The molasses free also has alfafa pellets in so great to feed on it's own.


----------



## Herts05 (11 May 2014)

Alfa-A Molasses Free 4.5% sugar, 2% starch and Hi-Fi Molasses Free 2.5% sugar, 1.5% starch 

These figures are from Tracy Hammond at Dengie.


----------



## The Fuzzy Furry (11 May 2014)

Herts05 said:



			Alfa-A Molasses Free 4.5% sugar, 2% starch and Hi-Fi Molasses Free 2.5% sugar, 1.5% starch 

These figures are from Tracy Hammond at Dengie.
		
Click to expand...

Do you have a figure for the Hi-Fi lite too?
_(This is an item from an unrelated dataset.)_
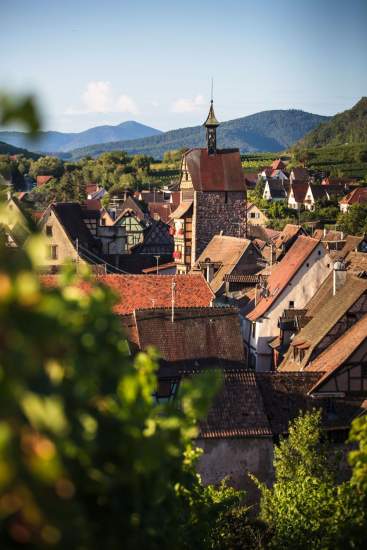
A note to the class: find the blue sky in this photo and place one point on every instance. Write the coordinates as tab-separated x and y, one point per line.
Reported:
103	62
I have 1 that cannot have Alfalfa, so at present still using Hi-Fi Lite


----------



## TGM (11 May 2014)

The Fuzzy Furry said:



			Do you have a figure for the Hi-Fi lite too?

I have 1 that cannot have Alfalfa, so at present still using Hi-Fi Lite
		
Click to expand...

You are aware that there is alfalfa in the HiFi Lite range as well, albeit blended with straw?  If you go to the Dengie website they list the starch/sugar content of all their chaffs - HiFi Lite = 7% sugar, 1.5% starch.


----------



## The Fuzzy Furry (11 May 2014)

TGM said:



			You are aware that there is alfalfa in the HiFi Lite range as well, albeit blended with straw?  If you go to the Dengie website they list the starch/sugar content of all their chaffs - HiFi Lite = 7% sugar, 1.5% starch.
		
Click to expand...

Thanks, yes am aware  but the quantity is minimal in that, I use it mixed with std chaff which is cut by local farmer.


----------



## Theocat (11 May 2014)

I switched from Healthy Hooves to the molasses free version - after a few weeks neddy decided to turn his nose up at it so we're back on standard HH, but it's still only 5% sugar and 1.5% starch so I'm not losing too much sleep over it!


----------



## saffytessa (11 May 2014)

Sugar issues aside the molasses free (8.5MJ/kg) has a higher oil content 6.5% v. 1.5% so could be more conditioning than the hifi lite (7.5MJ/kg). Depends whether sugars are your problem or just weight gain.


----------



## Micky (12 May 2014)

for laminitis help, its not the oil to worry about, its sugars and starch content...the lamintis site forum has recommended feeds on it...


----------



## NOISYGIRL (14 May 2014)

Micky said:



			for laminitis help, its not the oil to worry about, its sugars and starch content...the lamintis site forum has recommended feeds on it...
		
Click to expand...

Please could you post the link to this forum ?


----------



## Micky (15 May 2014)

Just googleThelaminitissite and it will come up...Sorry i'm rubbish at links stuff


----------



## MiJodsR2BlinkinTite (15 May 2014)

Um, don't be fooled just because something says its passed by the "Laminitis Trust" and/or is "laminitis friendly". 

Check out, and check again, the SUGAR content of feeds because even thought it might say "mollasses-free" there still might be a helluva lot of sugar sneaked in there.

Its naughty. And not just confined to "human" food either.....


----------